I am going to give the naked butt a try.  That looks good.


----------



## Nick Prochilo (Feb 26, 2012)

Cliff, what Larry didn't tell you is that there are 2 naked butts, ones on the kettle!


----------



## Vermin999 (Feb 26, 2012)

Nick Prochilo said:
			
		

> Cliff, what Larry didn't tell you is that there are 2 naked butts, ones on the kettle!

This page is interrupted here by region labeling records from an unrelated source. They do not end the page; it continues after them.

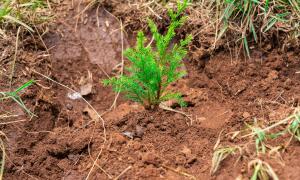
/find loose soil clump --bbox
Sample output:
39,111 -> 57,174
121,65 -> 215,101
0,0 -> 300,179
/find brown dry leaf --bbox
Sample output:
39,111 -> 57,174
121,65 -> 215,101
79,71 -> 93,96
83,106 -> 99,121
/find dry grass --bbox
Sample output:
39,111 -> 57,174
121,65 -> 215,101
87,0 -> 300,58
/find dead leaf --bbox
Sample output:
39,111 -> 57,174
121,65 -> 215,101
83,106 -> 99,121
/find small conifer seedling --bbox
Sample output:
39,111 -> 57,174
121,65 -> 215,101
103,0 -> 192,109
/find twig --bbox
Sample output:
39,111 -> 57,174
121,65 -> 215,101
9,27 -> 21,91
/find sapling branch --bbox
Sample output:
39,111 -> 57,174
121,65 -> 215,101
103,0 -> 192,109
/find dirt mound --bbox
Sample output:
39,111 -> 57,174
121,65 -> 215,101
1,0 -> 300,179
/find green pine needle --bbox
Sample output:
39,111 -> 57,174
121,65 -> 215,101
103,0 -> 192,109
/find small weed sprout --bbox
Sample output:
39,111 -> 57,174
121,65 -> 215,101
0,80 -> 34,116
288,113 -> 300,141
103,0 -> 192,109
248,159 -> 279,180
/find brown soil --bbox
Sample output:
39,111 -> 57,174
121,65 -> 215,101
0,0 -> 300,180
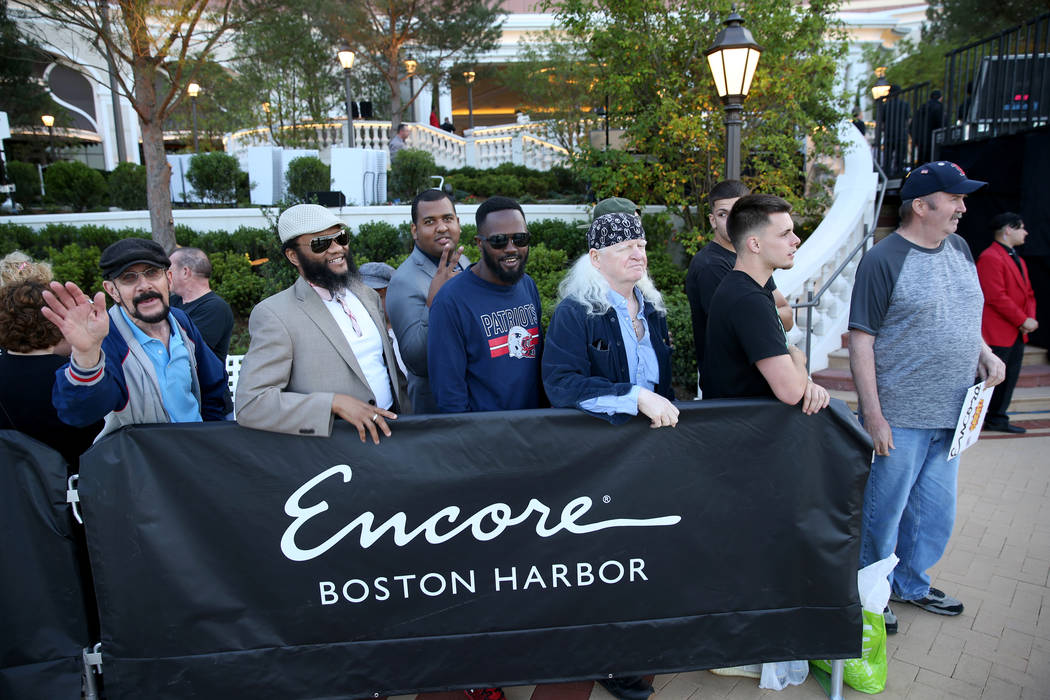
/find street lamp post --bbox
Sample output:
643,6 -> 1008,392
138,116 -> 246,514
339,43 -> 354,148
40,114 -> 58,161
463,70 -> 477,129
186,83 -> 201,153
404,56 -> 419,122
872,66 -> 890,102
705,8 -> 762,179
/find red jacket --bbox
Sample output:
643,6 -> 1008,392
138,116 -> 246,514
978,242 -> 1035,347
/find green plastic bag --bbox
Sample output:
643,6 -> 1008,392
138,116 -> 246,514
810,610 -> 887,694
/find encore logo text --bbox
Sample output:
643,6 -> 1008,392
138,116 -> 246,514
280,464 -> 681,561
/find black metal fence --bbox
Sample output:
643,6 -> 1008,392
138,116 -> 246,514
872,83 -> 944,179
937,13 -> 1050,145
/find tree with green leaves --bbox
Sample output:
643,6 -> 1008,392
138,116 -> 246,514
314,0 -> 504,129
232,0 -> 342,146
162,57 -> 256,151
544,0 -> 845,228
16,0 -> 258,251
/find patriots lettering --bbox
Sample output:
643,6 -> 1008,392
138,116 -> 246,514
481,304 -> 540,339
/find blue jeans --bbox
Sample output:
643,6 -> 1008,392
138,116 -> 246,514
860,427 -> 959,600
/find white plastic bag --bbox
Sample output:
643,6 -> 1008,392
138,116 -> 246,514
758,661 -> 810,691
857,554 -> 900,615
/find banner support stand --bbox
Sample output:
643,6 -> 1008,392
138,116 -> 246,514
82,643 -> 102,700
830,659 -> 846,700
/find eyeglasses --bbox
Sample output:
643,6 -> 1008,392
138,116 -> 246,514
116,268 -> 164,287
310,229 -> 350,253
478,231 -> 532,251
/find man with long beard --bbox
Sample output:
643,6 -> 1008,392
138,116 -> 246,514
426,197 -> 546,413
234,205 -> 408,444
41,238 -> 226,440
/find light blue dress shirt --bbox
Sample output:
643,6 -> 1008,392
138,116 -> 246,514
580,287 -> 659,416
121,307 -> 202,423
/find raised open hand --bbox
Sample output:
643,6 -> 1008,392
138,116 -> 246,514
40,282 -> 109,367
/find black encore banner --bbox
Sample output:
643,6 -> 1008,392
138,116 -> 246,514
80,401 -> 872,700
0,430 -> 90,700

I don't even want to know how you know that.


----------



## bigwheel (Feb 26, 2012)

Hmmm...lot of room to work on this one. Fine looking butt.


----------



## Tri Tip (Feb 27, 2012)

That's awesome. Who need an expensive smoker when you got the best!


----------



## wittdog (Feb 27, 2012)

That was a nice looking butt.....


----------



## bigwheel (Feb 27, 2012)

Hmmm...lot of room to work on this one. Fine looking butt.


----------



## LarryWolfe (Feb 27, 2012)

This was a 9lb butt.  Total cook time, 7 hours.  

Time to foil at 170.









Finished cooking in foil until 190, let it rest and it rose to 195.









Homemade mac n cheese.





Time to eat.  Homemade slaw and Texas Pete on the sammich.  Collards and mac n cheese for the win!


----------



## bbquzz (Feb 27, 2012)

All looks great Larry, that is some cheesie lookin' mac and cheese and that plated picture is KILLER!


----------



## Cliff H. (Feb 27, 2012)

Tell me why I would not want to season before smoking.  I'm liking the idea.


----------



## Captain Morgan (Feb 27, 2012)

I love the slaw on the sandwich....gotta try the texas pete thing next time


----------



## Vermin999 (Feb 27, 2012)

Great looking sandwich and sides!


----------



## Nick Prochilo (Feb 27, 2012)

Vermin999 said:
			
		

> Nick Prochilo said:
> 
> 
> 
> ...




Puff told me!   

Nice looking sammie Larry!


----------



## Puff1 (Feb 27, 2012)

THAT! Looks great!


----------



## Griff (Feb 27, 2012)

Let me get this straight, Mr. wolfe rub is now going comando?


----------



## wittdog (Feb 28, 2012)

That is a disturbing thought. 


Sent from my intergalactic communicator using Tapatalk


----------



## Crabnbass (Feb 28, 2012)

That's how it's done folks.


----------



## JIMMYJAM (Feb 29, 2012)

I have made 2 naked butts in my life...they both where fantastic . sammy looks mighty tasty


----------



## Finney (Mar 1, 2012)

Looks good, butt boy.


----------